Masyarakat tidak bisa mengandalkan klaim-klaim hasil debat dari para timses kandidat, mereka pasti merasa jagoannya yang menang debat. Komentar-komentar seliweran di media sosial juga terlalu kompleks untuk dijadikan referensi memilih.
Di media-media, pendapat yang ditampilkan selalu dari empat sudut pandang: Timses 01, Timses 02, pengamat/ahli dan sudut pandang masyarakat. Ini semua terlalu kompleks, masyarakat harus pintar-pintar memiih pendapat siapa yang mereka percayai; karena sulit untuk menyimpulkan pendapat sendiri tanpa memahami materi debat secara mendalam dan tanpa data yang akurat di tangan.
Di saat masyarakat disodorkan klaim-klaim hasil debat, tentunya kita mesti mencari pendapat para ahli yang berkaitan dengan materi debat Capres ke-dua kemarin. Para ahli seperti dari WALHI , Komnas HAM, para profesional, para pensiunan yang berpengalaman atau para pengamat dari lingkungan akademis. Tapi tidak dari lembaga-lembaga survey.
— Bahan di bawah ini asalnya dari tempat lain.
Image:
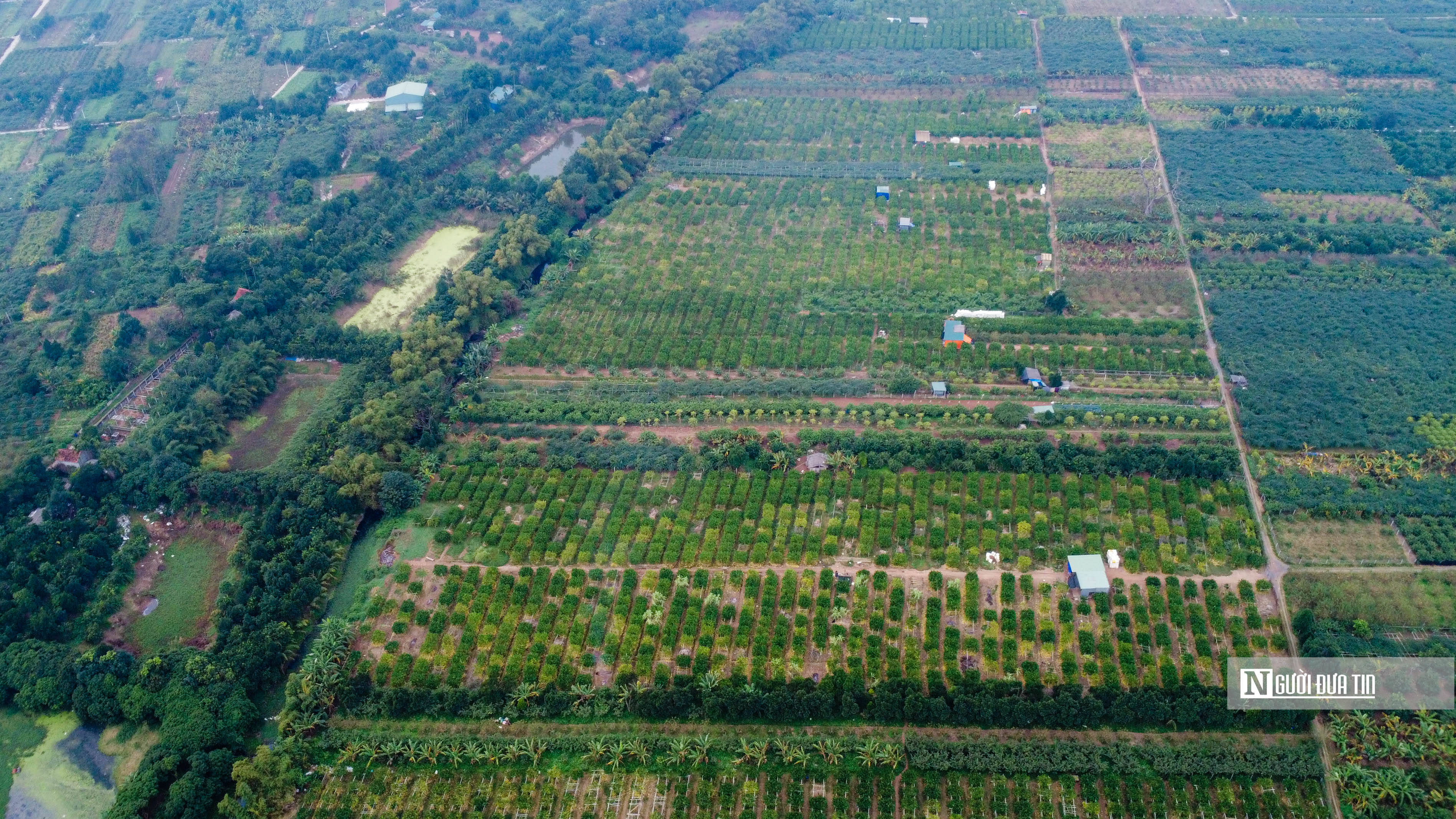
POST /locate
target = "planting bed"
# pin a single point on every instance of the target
(653, 788)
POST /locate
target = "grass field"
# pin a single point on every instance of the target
(1339, 543)
(1388, 598)
(185, 591)
(260, 438)
(391, 308)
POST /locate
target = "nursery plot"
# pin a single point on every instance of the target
(1339, 543)
(784, 273)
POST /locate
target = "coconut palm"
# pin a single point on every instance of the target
(596, 751)
(830, 750)
(702, 750)
(523, 694)
(868, 754)
(679, 751)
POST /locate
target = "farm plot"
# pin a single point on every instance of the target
(437, 624)
(900, 66)
(713, 776)
(1119, 250)
(1416, 598)
(1337, 368)
(822, 130)
(1337, 543)
(784, 273)
(392, 307)
(1080, 145)
(261, 436)
(1225, 171)
(1075, 47)
(598, 518)
(1433, 540)
(851, 36)
(1347, 47)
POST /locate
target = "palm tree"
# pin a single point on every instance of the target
(523, 694)
(781, 461)
(702, 750)
(868, 754)
(830, 750)
(596, 750)
(533, 748)
(679, 751)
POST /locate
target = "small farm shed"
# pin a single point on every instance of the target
(1087, 575)
(72, 460)
(954, 333)
(405, 97)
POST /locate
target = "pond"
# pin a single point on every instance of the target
(555, 158)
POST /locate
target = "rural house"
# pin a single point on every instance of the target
(405, 97)
(954, 333)
(1087, 575)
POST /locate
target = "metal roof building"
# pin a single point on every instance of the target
(1087, 575)
(405, 97)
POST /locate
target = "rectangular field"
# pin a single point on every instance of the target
(782, 273)
(1339, 543)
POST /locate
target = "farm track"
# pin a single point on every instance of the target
(1276, 569)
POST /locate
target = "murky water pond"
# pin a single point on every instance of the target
(555, 158)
Menanggapi debat Pilpres ke-dua, para pengamat/ahli rata-rata menyatakan hal yang serupa, bahwa debat pilpres kedua dinilai gagal. Beberapa link pendapat para ahli/pengamat yang saya kumpulkan:
WALHI: Jokowi klaim berlebihan, Prabowo tak menguasai masalah.
Pengamat pesimistis dengan dua kandidat.
WALHI menganggap dua kandidat tidak melihat isu perubahan iklim.
KOMNAS HAM menilai debat pilpres ke-dua belum menyentuh substansi tema.
Klaim data Jokowi dipertanyakan, Prabowo kurang berhasil paparkan ide.
dll..
Para ahli tentu menggunakan data dan memiliki berbagai pengetahuan, keahlian dan pengalaman di bidangnya. Mereka tentu jauh lebih memahami permasalahan pada materi debat, jauh ketimbang para kandidat dan kita masyarakat awam. Serta, mereka pada dasarnya tidak memihak ketika menyatakan pendapat profesional mereka.